Of course, there comes a time when you want to leave the shore - maybe you're late for the ferry or work, or you want to cross to that island over there. And that is fine. I would urge you, at those times, to be concious of why you are leaving shore, and to choose the style of travel which is most appropriate. As soon as you leave shore, wake up, snap out of la-la land, and conduct yourself as if you were skipper of a vessel on the sea - because you are!

Another style of travel is "point-to-point". This is used when you realize that you've been paddling all day, and are only one mile from your last campsite.

Point-to-point travel keeps you relatively close to shore, but you can cover a bit more distance. Basically, when you get to the entrance of a bay, head for the point on the far side. If you're travelling in an area with tidal currents of 2-3 knots, and the tide is going with you, it can be advantageous to skirt along the edge of the channel, rather than going deep into every bay and thus fighting against the back eddies you'll find there.

Travelling point-to-point, you do need to keep an eye out for traffic. Because you're on a line connecting the two points of a bay, you are essentially still hugging the edge of the channel or coast from the perspective of a power boater, and thus will still be out of their way, especially the larger vessels such as cruise ships and freighters. The main thing to watch for is boats leaving the bay you're crossing - especially if there's a marina or village at the head of the bay.

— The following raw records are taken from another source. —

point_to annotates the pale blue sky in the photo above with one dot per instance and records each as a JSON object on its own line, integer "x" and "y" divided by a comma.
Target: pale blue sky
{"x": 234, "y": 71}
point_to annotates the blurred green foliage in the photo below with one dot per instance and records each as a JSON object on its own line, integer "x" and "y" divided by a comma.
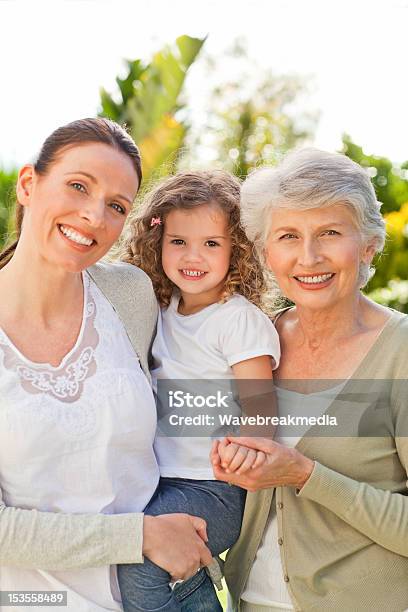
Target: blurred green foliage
{"x": 389, "y": 180}
{"x": 253, "y": 116}
{"x": 394, "y": 295}
{"x": 149, "y": 104}
{"x": 7, "y": 200}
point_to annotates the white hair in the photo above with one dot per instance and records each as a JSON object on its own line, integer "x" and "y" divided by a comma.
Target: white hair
{"x": 309, "y": 178}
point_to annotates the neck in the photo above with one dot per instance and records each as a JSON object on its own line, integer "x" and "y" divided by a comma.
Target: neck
{"x": 320, "y": 327}
{"x": 190, "y": 304}
{"x": 38, "y": 290}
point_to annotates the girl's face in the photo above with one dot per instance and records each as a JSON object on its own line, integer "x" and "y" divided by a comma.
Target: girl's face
{"x": 196, "y": 251}
{"x": 315, "y": 255}
{"x": 76, "y": 211}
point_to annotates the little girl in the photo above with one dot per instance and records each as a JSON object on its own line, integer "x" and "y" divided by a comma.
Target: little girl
{"x": 188, "y": 238}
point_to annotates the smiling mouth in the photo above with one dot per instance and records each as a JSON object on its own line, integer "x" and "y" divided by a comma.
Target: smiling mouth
{"x": 192, "y": 274}
{"x": 75, "y": 237}
{"x": 317, "y": 279}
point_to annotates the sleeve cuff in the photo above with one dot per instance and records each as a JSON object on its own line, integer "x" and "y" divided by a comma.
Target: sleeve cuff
{"x": 233, "y": 359}
{"x": 330, "y": 489}
{"x": 123, "y": 534}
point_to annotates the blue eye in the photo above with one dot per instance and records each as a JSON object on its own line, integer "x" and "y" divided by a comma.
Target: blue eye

Sometimes you'll find you have to use a third style of travel, which is a "crossing". All things being equal, it's usually best to make all crossings as short as possible, by travelling on a straight line between the two closest points. If there is boat traffic, cross perpendicular to the flow of traffic. Big boats in the distance will arrive much faster than you would think - wait and let them pass. It's hard for power boaters to avoid something they can't see, and by some ancient law of the sea, kayakers are invisible - at least it's safest to assume so - no matter how brightly colored our gear. (Editor's note: a cyclist's flag can be easily mounted on your kayak to aid in visibility.)

The final style is offshore travel, that is, cruising right down the channel as if you were a mighty vessel, with all the rights and responsibilities of a BC Ferry. This is your right, but if you're going to do it, be aware of other boaters, and learn the 'rules of the road'. Stay out of shipping lanes, which are marked on charts.

Most boats tend to drive like cars do in North America - pass to the right of oncoming vessels. Try to stay on the right side of the channel. Watch out for boats bigger than you, and assume they haven't seen you. Use your VHF radio to hail other skippers on Channel 16 if you're uncertain (the emergency channel so keep it brief). And make the responsibility for not getting run over yours.

One final note on boating etiquette - when boats are getting close, make eye contact with the driver, then nod or wave. There's a certain style when waving to boat drivers - watch how they return your wave and you'll catch on. Do not wave your hand back and forth over your head, as if someone is fixing to die - unless someone is! Just raise your hand up beside your face, and do a little back-and-forth motion, from the wrist. If the skipper returns your wave, chances are she or he has actually seen you, and realizes that you're awake and aware of them, too. Anxiety is decreased; and both parties sigh in relief.